If you could not solve question 4, construct a ggplot scatter plot of PDC_Ranking versus Age, split by England. Make sure to include a legend and label your axes appropriately.


Part II: Nonparametric Procedures

Question 9: (10 pts)

Compute the the two conditional probabilities (or proportions):

I) Given the respondent represents England, what is the probability that their PDC_Ranking is in the upper 25%?

II) Given the respondent does not represent England, what is the probability that their PDC_Ranking is in the upper 25%?


Question 10: (20 pts)

Consider testing the the null alternative pair:

Run a bootstrap procedure to test the above hypothesis. To accomplish this task, construct a 95% bootstrap interval on the parameter and check if 0 falls in the interval.

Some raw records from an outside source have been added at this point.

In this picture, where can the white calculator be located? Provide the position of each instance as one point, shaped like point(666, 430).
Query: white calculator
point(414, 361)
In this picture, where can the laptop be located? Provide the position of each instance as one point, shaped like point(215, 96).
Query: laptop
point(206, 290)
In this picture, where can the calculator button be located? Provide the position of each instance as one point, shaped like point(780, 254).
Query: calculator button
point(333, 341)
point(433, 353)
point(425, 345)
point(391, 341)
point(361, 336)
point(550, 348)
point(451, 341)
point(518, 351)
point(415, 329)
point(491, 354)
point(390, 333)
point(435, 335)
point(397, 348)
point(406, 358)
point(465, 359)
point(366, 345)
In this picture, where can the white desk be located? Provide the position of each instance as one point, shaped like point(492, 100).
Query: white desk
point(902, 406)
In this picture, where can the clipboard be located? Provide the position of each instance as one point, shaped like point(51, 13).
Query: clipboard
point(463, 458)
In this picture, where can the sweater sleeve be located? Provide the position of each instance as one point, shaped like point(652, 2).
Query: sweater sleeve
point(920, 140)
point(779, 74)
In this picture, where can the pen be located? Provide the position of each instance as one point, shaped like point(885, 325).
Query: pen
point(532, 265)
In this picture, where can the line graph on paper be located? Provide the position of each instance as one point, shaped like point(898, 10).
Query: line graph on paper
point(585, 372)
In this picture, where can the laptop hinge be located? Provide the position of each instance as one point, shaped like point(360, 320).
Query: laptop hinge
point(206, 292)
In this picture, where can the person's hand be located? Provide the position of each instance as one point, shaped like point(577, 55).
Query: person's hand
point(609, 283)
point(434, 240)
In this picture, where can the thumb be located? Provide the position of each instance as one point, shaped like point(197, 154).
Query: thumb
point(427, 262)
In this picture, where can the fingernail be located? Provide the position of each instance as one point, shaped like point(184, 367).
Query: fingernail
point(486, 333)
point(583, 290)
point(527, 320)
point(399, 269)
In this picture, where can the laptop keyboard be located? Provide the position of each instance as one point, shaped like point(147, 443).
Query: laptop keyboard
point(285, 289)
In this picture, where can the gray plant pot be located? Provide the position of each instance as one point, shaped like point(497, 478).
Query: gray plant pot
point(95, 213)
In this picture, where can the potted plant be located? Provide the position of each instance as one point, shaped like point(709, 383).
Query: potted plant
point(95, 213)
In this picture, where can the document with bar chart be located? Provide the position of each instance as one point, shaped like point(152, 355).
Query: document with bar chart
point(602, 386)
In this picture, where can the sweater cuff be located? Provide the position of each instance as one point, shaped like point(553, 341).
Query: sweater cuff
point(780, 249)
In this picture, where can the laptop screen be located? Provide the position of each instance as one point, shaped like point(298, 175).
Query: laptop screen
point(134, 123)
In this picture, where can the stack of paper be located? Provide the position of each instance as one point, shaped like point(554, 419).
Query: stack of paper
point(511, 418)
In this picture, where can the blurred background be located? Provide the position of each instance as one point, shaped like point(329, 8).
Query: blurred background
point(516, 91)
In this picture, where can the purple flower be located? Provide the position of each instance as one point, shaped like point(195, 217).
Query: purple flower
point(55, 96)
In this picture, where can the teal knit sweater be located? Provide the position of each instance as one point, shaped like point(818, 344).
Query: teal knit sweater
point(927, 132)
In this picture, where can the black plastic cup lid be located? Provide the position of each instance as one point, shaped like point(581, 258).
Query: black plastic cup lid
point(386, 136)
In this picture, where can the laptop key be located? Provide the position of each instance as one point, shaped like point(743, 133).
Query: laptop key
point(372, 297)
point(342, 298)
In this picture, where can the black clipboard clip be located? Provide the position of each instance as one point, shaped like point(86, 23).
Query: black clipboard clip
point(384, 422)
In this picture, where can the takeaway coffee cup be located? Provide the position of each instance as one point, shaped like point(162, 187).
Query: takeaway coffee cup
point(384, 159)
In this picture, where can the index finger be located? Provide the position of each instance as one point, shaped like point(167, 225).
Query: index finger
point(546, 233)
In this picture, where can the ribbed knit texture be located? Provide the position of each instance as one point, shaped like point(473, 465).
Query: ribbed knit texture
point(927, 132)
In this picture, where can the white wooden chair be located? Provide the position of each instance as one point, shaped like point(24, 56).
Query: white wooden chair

Note for comparison, you can look up the two-sample proportions z-test, which is the analogous parametric procedure. The final results should be similar. Also note that the bootstrap hypothesis test introduced above is two-tailed, which only shows that the proportions are statistically different. A one tailed test might be more appropriate but this approach is not required for the midterm.


Part III: Writing a R function

Question 11: (10 pts)

Write a function named my_description that creates a written description of a particular dart player. The function should have two inputs, (1) the case as an integer and (2) the data frame (new_data or data). For example, respondent 3 is Gerwyn Price, i.e., my_description(case=3,df=new_data). Your function’s output should read similar to:

“Gerwyn Price aka The Iceman, is a 36 year old dart player from Whales. The Iceman is currently ranked number 3 and his career earnings total 1497803 dollars.”

Try to make this exercise fun. You can write the above expression however you want but your function must generalize to multiple cases. You can also include extra information if desired. To check your function, make sure to display your function’s output for Gerwyn Price.


Question 12: (5 pts)

Use a vectorized operation or an apply function to compute all dart player’s descriptions. Show the head of your resulting vector.